Due to some restrictions they faced, friends built their dwelling around a series of garden sheds. (The walls were enhanced for insulation with a sheet of plastic, thick wadge of polystyrene, another sheet of plastic and plywood) When you are inside you’d have no idea they are sheds, it’s only when step away up the garden that you can see they are simply garden sheds. I don’t know if they’d stand a hundred years, but were cosy and adequate.
July 4, 2010
“He (Joyce) acted on the brazen assumption that his book would not defer to the current taste of the public but serve to invent a new sort of reader, someone who after that experience might choose to live in a different way. He wanted to free people from all kinds of constriction, among them the curse of passive readership. ”
“Although Ulysses is a book of privacies and subjectivities, an astounding number of its scenes are set in public space – libraries, museums, bars, cemeteries and most of all the streets. Its characters enjoy the possibilities afforded by those streets for random, unexpected meetings. ” Ulysses and Us. Declan Kiberd
July 3, 2010
Last night I had a v curious test at the hospital where they inject dye into your vein (blood) and fire you into a tunnel simultaneously. What follows is a surge of heat from the top of your head to the other end — a zippo lighter effect!
Technology and tests are often passive. Put your arms out, take a picture, squash body part into square and don’t move. This one was active!

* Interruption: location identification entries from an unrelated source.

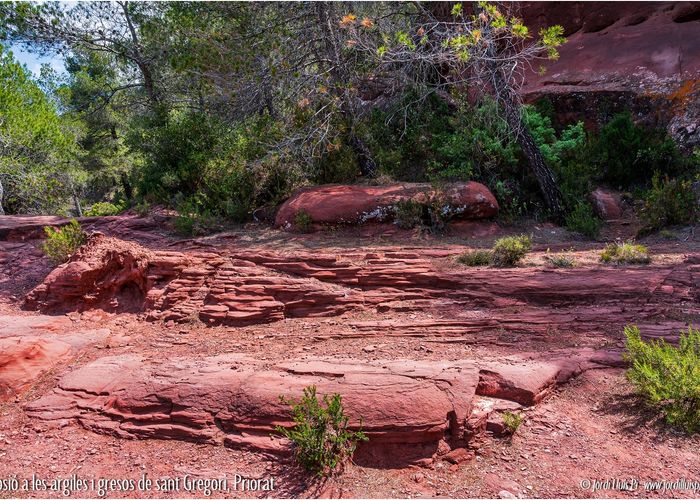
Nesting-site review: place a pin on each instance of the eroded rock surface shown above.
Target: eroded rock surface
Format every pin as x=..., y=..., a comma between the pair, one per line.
x=407, y=408
x=241, y=287
x=115, y=275
x=643, y=56
x=30, y=346
x=353, y=204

There was something sporty in the instruction we’re injecting the dye now spurt, spurt, spurt and then slide, whirr tunnel and SURGE — did a small arrow just pass through me?

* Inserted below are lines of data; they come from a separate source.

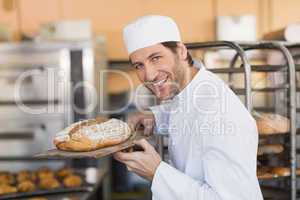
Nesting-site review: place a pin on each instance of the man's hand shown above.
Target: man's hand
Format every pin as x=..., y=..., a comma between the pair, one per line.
x=141, y=121
x=143, y=163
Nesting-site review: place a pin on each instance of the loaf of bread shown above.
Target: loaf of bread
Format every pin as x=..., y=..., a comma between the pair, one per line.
x=270, y=149
x=92, y=134
x=268, y=123
x=274, y=172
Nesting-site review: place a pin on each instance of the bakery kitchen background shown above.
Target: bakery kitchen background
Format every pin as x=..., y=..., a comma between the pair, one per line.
x=65, y=74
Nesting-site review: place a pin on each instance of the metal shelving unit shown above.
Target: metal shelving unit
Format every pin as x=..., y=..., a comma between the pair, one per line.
x=289, y=87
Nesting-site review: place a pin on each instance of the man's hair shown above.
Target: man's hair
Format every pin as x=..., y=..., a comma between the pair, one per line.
x=173, y=47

Hospitals are a crossroads where in the morphine mid song you meet your fellow humans on a parallel platform covered in the same standard issue hot blanket. The man beside me at the tunnel intersection had lost the use of his hands after waking one night to sudden onset numbness below his shoulders. Another man had temporarily lost the use of his hands because he was rolling drunk, abusive and post a pub brawl the RCMP had to handcuff him to the bed so his injuries could be treated.
Today thanks to the great medical care and their various infusions I am significantly improved.
July 2, 2010
“La moitié de l’année, les heures de liberté sont dans la nuit. Mais tous les matins, c’est la hantise du retard.
Départ à la nuit noire. Course jusqu’à la station. Trajet aveugle et chaotique au sein d’une foule serrée et moite. Plongée dans le métro tiède. Interminable couloir de correspondance. Portillon automatique. Entassement dans les wagons surchargés. Second trajet en autobus. Le travail est une délivrance. Le soir, on remet ça : deux heures, trois heures, quatre heures de trajet chaque jour.
Cette eau grise ne remue que les matins et les soirs. Le gros de la troupe au front du travail, l’arrière tient. Le pays à ses heures de marée basse.”
Extrait (voix sur) de L’amour existe par Maurice Pialat.
July 2, 2010
Vomiting trains..
“The train wound in curves along the narrow pass; he could see the front carriages and the labouring engine vomiting great masses of brown, black and greenish smoke, that floated away.” The Magic Mountain Thomas Mann.
July 2, 2010
Beans II
I have gone and replanted beans. This is a very daft thing to do, but I feel a call to battle with these slugs who have danced all over my beanog dream.
Unfortunately I have planted beans in a haphazard have-at-you- manner and will never be able to locate them until they show themselves, when no doubt the slugs to shall raise their pokey swords in the mushy night.